I recently read a quote by Danielle Steel, a secular writer, in a secular book on writing.

“Where do the ideas come from? I don't really know. I've always had a deeply religious feeling about my writing. I feel very unimportant in the scheme of it all. I pray a lot before I start a book and as I work through it. And the less important I feel the better the book goes.”

Let me deal briefly here with four aspects of prayer that are essential to writing.


We spend time in prayer to develop intimacy with God. The more time you spend in direct fellowship with God the more He shapes your character.


Character development is painful. We need to allow God to make changes in our lives. And we have to come to Him with a tender heart repenting of attitudes and actions that do not please Him.

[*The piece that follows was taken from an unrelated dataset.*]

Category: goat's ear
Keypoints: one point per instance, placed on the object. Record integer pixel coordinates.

To get the most nourishment we need to pray the word of God. We take prayer to the level of meditation by memorizing a scripture and then thinking about it over time, maybe several days.

Many years ago I pastored church in a rural community in Texas. I am convinced that during the five years I served there a man who died shortly before I came continued to have the most Godly influence of anyone in that community. His wife told me every morning as he began his day he would fix a Bible verse in his mind. Then he would repeat that verse over and over all day long. And God developed his character and multiplyied the fruit of his life.

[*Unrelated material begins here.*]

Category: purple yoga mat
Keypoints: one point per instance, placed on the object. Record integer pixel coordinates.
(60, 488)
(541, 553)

Praise is sometimes a neglected element of our prayer life. And yet nothing that I know of develops faith, courage, hope, joy, or peace as thoroughly as praising God for who He is and what He does.


Do you spend time talking to God about His mission for your life? Sense of mission it is essential to the attractiveness and benefit of your writing. This is of course true in writing Christian non-fiction. But it is also an underlying foundation for all writing, fiction or nonfiction.